Além do Oscar de melhor atriz, a película levou para casa os prêmios de melhor edição, melhores efeitos visuais, melhor trilha sonora e melhor canção original por “Chim Chim Cher-ee”. Mas todas as canções do filme se destacam pela alegria ou emoção proporcionadas ao público. Prova disso é a abertura que sobrevoa Londres ao som de uma pout-pourri com a trilha quase completa ao invés de se optar por uma só. Destaque para a divertida “A Spoonful of Sugar” e a bela “Feed the Birds”.

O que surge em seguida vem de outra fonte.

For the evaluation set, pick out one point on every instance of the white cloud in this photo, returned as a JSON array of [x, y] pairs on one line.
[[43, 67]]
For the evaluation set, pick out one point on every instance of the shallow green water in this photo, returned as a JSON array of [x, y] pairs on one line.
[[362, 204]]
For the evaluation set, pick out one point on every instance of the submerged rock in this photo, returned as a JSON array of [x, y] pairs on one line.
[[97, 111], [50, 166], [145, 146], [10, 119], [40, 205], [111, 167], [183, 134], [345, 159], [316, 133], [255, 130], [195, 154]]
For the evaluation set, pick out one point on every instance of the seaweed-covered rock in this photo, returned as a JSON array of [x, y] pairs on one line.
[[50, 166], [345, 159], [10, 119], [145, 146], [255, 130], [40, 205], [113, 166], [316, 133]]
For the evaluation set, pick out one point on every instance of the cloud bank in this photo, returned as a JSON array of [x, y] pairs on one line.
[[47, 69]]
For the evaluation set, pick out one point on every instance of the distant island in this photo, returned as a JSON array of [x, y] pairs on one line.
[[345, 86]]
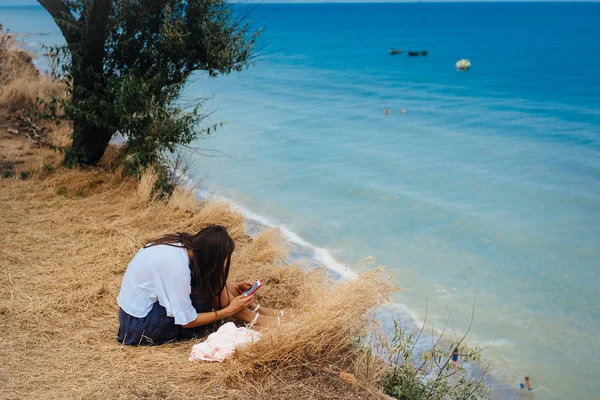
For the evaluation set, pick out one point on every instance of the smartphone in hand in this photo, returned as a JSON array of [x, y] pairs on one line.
[[253, 288]]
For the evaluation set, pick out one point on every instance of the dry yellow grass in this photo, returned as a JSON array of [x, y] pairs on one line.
[[21, 84], [66, 239]]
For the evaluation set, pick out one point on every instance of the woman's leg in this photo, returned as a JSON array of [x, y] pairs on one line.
[[233, 289]]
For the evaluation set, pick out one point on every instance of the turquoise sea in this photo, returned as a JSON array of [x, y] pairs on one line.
[[486, 191]]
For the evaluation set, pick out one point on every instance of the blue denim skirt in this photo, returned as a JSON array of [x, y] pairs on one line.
[[158, 328]]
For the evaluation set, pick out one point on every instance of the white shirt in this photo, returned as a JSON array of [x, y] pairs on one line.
[[158, 273]]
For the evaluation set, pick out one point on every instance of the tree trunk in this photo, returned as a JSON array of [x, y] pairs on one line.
[[89, 144], [91, 132]]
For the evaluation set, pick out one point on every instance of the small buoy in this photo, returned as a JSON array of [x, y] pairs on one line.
[[463, 65]]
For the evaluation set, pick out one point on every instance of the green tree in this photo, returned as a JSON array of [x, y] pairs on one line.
[[126, 62]]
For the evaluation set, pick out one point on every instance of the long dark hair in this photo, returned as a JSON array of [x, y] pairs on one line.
[[209, 265]]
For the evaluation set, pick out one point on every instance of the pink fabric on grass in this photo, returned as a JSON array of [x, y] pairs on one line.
[[222, 343]]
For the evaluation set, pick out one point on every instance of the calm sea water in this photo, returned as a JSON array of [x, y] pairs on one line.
[[486, 191]]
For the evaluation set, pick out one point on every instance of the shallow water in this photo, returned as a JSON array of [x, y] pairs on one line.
[[486, 191]]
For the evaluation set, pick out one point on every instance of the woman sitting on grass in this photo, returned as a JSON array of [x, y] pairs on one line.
[[176, 288]]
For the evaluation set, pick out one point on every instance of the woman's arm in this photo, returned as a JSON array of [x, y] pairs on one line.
[[233, 306]]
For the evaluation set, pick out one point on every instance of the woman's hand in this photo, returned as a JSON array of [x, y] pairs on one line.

Completando o mise en scène estão as coreografias de Marc Breaux e Dee Dee Wood. O figurino de Tony Walton também permite uma melhor movimentação em cena. Contudo, dentre os aspectos técnicos, o que mais chama a atenção são os efeitos especiais. Avançados para época, eles ainda funcionam muito bem hoje, sem parecerem ultrapassados. As crianças e, até mesmo, os adultos não teriam dificuldade de se deixar enganar. Basta reparar nas cenas em que Mary Poppins plana com seu guarda chuva, na seqüência em que os atores contracenam com personagens animados e na arrumação do quarto das crianças.

Após assistir ao espetáculo que é “Mary Poppins”, se lhe faltarem palavras, ainda há uma coisa que se possa tentar dizer: “supercalifragilisticexpialidocious”.